Het is niet verkeerd als het is gedaan in onwetendheid. Maar als men eenmaal te weten is gekomen dat het verkeerd en schadelijk is en er daarna toch mee doorgaat die vervangende naam te gebruiken voor het reciteren en de meditatie, dan doet men daar stellig verkeerd aan. Het is de heiligste verplichting dat men zich in vol vertrouwen strikt houdt aan de ene naam en vorm. Geef het pad van je eigen keuze niet op, zelfs als ouderen je dat zouden adviseren. Natuurlijk, wie van die ouderen zou je aanraden de naam van God die je het liefste is op te geven en te vervangen door een andere?

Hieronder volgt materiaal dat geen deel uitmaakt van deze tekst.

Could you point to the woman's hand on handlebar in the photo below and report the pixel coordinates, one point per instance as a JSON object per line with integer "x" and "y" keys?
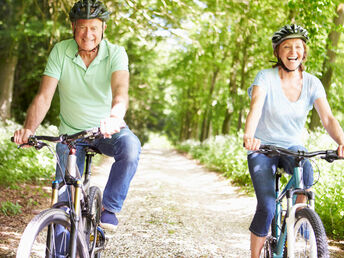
{"x": 21, "y": 136}
{"x": 340, "y": 151}
{"x": 251, "y": 143}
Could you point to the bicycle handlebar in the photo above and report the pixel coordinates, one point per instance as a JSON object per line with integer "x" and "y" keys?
{"x": 36, "y": 141}
{"x": 271, "y": 150}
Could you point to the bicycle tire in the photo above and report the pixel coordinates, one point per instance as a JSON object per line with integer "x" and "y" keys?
{"x": 310, "y": 235}
{"x": 93, "y": 220}
{"x": 34, "y": 240}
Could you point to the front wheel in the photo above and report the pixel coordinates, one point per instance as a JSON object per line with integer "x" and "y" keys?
{"x": 310, "y": 236}
{"x": 47, "y": 235}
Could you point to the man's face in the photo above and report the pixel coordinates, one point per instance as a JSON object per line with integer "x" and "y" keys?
{"x": 88, "y": 33}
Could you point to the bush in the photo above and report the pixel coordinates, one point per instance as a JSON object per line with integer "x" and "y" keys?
{"x": 27, "y": 164}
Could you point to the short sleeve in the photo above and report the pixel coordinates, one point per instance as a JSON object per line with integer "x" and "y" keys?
{"x": 53, "y": 67}
{"x": 119, "y": 60}
{"x": 260, "y": 81}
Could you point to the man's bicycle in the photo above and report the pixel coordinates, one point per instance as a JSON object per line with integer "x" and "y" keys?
{"x": 71, "y": 228}
{"x": 296, "y": 231}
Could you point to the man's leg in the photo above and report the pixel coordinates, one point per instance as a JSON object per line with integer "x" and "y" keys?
{"x": 125, "y": 147}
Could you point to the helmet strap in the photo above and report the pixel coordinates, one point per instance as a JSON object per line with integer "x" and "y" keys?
{"x": 280, "y": 63}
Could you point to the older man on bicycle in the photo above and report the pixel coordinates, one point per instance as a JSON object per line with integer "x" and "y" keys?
{"x": 92, "y": 78}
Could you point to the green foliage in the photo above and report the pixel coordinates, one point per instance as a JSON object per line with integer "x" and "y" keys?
{"x": 9, "y": 208}
{"x": 226, "y": 155}
{"x": 26, "y": 164}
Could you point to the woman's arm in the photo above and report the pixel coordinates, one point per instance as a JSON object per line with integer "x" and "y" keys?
{"x": 256, "y": 106}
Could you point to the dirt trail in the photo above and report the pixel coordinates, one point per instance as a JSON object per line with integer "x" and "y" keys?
{"x": 176, "y": 208}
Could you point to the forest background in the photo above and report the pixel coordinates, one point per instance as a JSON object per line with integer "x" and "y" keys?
{"x": 191, "y": 62}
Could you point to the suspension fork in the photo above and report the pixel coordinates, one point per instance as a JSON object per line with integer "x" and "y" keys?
{"x": 75, "y": 216}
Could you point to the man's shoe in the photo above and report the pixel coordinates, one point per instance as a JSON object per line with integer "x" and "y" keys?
{"x": 108, "y": 221}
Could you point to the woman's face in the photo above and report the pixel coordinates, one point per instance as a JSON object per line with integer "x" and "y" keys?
{"x": 291, "y": 52}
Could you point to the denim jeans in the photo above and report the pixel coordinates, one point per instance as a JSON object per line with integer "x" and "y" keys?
{"x": 125, "y": 147}
{"x": 262, "y": 170}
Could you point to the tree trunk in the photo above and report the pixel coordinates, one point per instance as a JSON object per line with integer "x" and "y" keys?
{"x": 327, "y": 73}
{"x": 207, "y": 114}
{"x": 7, "y": 69}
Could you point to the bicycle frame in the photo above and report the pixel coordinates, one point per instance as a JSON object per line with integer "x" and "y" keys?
{"x": 73, "y": 177}
{"x": 293, "y": 188}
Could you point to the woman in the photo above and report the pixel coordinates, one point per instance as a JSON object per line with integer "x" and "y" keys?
{"x": 281, "y": 98}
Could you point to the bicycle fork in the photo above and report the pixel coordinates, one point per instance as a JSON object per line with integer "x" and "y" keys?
{"x": 292, "y": 208}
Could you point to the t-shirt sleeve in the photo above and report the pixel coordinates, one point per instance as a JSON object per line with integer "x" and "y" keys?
{"x": 53, "y": 67}
{"x": 119, "y": 60}
{"x": 259, "y": 81}
{"x": 318, "y": 90}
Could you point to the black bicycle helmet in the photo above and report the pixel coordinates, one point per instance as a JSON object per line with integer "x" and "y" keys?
{"x": 289, "y": 32}
{"x": 89, "y": 9}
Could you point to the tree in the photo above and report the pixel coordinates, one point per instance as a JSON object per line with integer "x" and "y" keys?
{"x": 330, "y": 60}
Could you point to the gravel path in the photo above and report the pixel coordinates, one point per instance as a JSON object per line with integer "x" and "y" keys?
{"x": 176, "y": 208}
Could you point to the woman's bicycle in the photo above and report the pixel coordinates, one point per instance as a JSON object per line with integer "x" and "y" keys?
{"x": 71, "y": 228}
{"x": 296, "y": 231}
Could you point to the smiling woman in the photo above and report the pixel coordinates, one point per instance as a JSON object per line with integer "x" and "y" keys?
{"x": 281, "y": 98}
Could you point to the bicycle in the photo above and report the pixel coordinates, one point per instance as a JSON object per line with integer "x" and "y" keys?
{"x": 69, "y": 229}
{"x": 296, "y": 231}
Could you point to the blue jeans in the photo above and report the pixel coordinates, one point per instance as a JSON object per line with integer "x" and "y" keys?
{"x": 125, "y": 147}
{"x": 262, "y": 170}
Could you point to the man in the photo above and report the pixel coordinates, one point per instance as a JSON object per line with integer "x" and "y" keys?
{"x": 92, "y": 77}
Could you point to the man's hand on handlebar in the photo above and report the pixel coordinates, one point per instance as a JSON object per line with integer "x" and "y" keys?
{"x": 110, "y": 126}
{"x": 251, "y": 143}
{"x": 21, "y": 136}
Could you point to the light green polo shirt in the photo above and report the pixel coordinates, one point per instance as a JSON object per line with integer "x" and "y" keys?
{"x": 85, "y": 93}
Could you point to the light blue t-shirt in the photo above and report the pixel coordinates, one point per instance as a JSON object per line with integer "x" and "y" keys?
{"x": 282, "y": 121}
{"x": 85, "y": 92}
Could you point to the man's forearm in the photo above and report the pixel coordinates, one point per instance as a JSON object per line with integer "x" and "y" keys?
{"x": 36, "y": 113}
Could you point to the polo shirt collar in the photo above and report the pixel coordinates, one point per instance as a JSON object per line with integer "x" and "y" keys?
{"x": 72, "y": 51}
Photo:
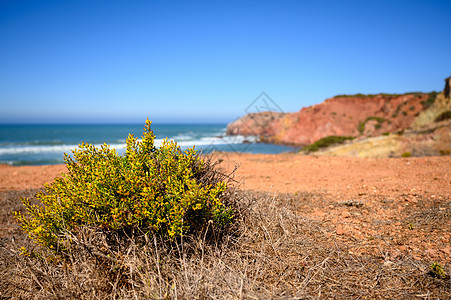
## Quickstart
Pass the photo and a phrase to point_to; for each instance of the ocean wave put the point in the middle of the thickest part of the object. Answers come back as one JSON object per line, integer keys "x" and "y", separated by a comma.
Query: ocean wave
{"x": 182, "y": 142}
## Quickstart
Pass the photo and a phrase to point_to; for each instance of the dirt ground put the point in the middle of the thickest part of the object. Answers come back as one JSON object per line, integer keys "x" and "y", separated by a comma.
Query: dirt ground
{"x": 396, "y": 206}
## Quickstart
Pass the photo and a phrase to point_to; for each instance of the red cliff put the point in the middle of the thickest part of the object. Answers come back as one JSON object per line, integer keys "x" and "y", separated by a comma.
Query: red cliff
{"x": 342, "y": 116}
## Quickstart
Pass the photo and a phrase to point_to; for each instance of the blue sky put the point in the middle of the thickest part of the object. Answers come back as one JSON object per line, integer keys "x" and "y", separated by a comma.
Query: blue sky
{"x": 206, "y": 61}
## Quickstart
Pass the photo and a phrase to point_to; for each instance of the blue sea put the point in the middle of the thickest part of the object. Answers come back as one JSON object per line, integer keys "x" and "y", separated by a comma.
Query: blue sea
{"x": 46, "y": 144}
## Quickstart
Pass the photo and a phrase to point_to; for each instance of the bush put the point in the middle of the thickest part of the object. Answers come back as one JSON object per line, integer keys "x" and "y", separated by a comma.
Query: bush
{"x": 148, "y": 189}
{"x": 326, "y": 142}
{"x": 443, "y": 116}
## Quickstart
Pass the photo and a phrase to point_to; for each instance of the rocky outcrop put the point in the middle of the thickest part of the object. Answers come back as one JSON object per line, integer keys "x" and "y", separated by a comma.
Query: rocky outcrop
{"x": 356, "y": 116}
{"x": 441, "y": 104}
{"x": 430, "y": 140}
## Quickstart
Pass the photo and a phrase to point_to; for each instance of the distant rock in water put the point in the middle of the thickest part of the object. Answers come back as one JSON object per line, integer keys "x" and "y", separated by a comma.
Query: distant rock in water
{"x": 355, "y": 115}
{"x": 383, "y": 125}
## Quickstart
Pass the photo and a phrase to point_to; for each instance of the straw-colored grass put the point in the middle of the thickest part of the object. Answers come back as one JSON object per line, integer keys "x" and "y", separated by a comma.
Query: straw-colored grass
{"x": 274, "y": 252}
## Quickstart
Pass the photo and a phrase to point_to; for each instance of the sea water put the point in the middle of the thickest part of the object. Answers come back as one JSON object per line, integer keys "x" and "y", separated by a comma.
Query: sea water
{"x": 46, "y": 144}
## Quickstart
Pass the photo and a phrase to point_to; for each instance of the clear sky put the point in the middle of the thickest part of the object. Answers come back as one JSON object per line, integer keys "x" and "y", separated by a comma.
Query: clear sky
{"x": 206, "y": 61}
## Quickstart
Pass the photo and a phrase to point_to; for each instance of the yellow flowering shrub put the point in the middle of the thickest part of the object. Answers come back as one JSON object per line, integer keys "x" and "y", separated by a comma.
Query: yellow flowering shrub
{"x": 148, "y": 189}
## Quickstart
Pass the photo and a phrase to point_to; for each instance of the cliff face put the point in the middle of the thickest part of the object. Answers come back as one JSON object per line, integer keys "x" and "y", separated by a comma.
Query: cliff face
{"x": 342, "y": 116}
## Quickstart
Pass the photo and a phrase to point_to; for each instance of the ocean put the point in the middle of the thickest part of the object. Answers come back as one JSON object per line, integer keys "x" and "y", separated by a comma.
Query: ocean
{"x": 46, "y": 144}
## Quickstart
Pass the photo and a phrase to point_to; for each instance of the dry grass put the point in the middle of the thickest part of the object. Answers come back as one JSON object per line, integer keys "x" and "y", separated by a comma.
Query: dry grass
{"x": 274, "y": 252}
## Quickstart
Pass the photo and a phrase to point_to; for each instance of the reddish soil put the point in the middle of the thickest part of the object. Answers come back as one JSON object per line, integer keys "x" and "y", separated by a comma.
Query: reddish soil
{"x": 389, "y": 206}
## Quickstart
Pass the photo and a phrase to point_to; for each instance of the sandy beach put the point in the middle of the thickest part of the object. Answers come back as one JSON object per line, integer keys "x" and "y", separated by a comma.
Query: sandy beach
{"x": 383, "y": 217}
{"x": 291, "y": 173}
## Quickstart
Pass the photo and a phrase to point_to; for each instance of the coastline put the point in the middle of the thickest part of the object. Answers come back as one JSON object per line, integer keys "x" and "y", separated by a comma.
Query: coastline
{"x": 293, "y": 173}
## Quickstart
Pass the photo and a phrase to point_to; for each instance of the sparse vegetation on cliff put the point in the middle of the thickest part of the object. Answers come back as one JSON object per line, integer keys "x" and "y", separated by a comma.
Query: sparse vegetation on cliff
{"x": 374, "y": 95}
{"x": 430, "y": 100}
{"x": 443, "y": 116}
{"x": 361, "y": 126}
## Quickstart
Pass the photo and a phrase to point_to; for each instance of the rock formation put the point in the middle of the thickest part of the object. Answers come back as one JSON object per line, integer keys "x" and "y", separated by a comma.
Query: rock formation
{"x": 342, "y": 115}
{"x": 416, "y": 124}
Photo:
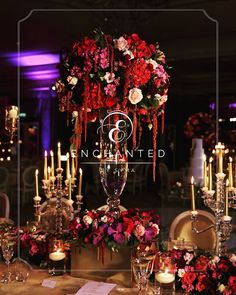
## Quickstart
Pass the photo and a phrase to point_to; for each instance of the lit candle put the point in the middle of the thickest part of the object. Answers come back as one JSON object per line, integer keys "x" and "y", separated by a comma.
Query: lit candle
{"x": 72, "y": 167}
{"x": 36, "y": 182}
{"x": 210, "y": 174}
{"x": 165, "y": 277}
{"x": 80, "y": 181}
{"x": 49, "y": 172}
{"x": 45, "y": 164}
{"x": 219, "y": 151}
{"x": 67, "y": 165}
{"x": 52, "y": 163}
{"x": 59, "y": 155}
{"x": 69, "y": 194}
{"x": 230, "y": 170}
{"x": 204, "y": 171}
{"x": 57, "y": 256}
{"x": 193, "y": 195}
{"x": 227, "y": 198}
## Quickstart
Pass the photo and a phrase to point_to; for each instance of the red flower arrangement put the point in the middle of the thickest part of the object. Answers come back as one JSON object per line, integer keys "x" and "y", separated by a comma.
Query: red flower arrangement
{"x": 100, "y": 228}
{"x": 205, "y": 275}
{"x": 201, "y": 125}
{"x": 125, "y": 73}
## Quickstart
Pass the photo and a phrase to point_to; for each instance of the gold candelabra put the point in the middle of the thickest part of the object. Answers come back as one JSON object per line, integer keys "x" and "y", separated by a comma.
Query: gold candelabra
{"x": 218, "y": 198}
{"x": 55, "y": 188}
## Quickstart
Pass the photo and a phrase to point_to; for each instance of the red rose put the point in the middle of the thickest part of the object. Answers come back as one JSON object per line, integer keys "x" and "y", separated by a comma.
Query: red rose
{"x": 142, "y": 111}
{"x": 110, "y": 101}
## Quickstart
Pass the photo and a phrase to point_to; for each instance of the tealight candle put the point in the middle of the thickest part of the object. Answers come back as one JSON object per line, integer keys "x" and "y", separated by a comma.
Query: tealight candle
{"x": 165, "y": 277}
{"x": 57, "y": 256}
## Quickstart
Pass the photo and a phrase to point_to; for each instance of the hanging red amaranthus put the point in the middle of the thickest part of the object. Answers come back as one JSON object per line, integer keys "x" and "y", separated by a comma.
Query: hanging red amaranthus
{"x": 104, "y": 72}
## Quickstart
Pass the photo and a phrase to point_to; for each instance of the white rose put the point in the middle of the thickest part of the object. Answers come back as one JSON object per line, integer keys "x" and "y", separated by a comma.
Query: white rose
{"x": 87, "y": 219}
{"x": 109, "y": 77}
{"x": 72, "y": 80}
{"x": 152, "y": 62}
{"x": 135, "y": 95}
{"x": 104, "y": 218}
{"x": 161, "y": 99}
{"x": 129, "y": 53}
{"x": 121, "y": 43}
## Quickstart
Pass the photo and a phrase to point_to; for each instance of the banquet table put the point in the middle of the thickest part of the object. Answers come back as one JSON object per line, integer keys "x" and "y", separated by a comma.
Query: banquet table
{"x": 65, "y": 285}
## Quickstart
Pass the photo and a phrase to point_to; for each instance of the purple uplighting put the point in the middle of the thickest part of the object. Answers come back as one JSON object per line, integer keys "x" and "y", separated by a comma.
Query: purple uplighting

Beschouw hen die dat zouden doen niet als ouderen, maar als domkoppen. En nog eens, zorg er naar beste vermogen voor dat je de tijd en plaats voor je meditatie en het reciteren van de naam niet verandert of verschuift. Als het eens voorkomt dat je op een andere plaats moet zijn, bijvoorbeeld tijdens een reis, dan moet je in ieder geval dezelfde tijd aanhouden. Zelfs in een trein of bus, of in een andere ongemakkelijke omgeving, moet je je op zijn minst de meditatie en het reciteren van de naam waaraan je gewoon bent in herinnering brengen op de tijd die je daarvoor steeds hebt genomen. 

Op deze manier vergaar je spirituele rijkdom en word je de meester die het goddelijke Zelf bereikt.

 

(*)Het verhaal van Dhruva wordt beschreven in het Srîmad Bhâgavatam, Canto 4.

(**) Het verhaal van Prahlâda wordt beschreven in het Srîmad Bhâgavatam, Canto 7.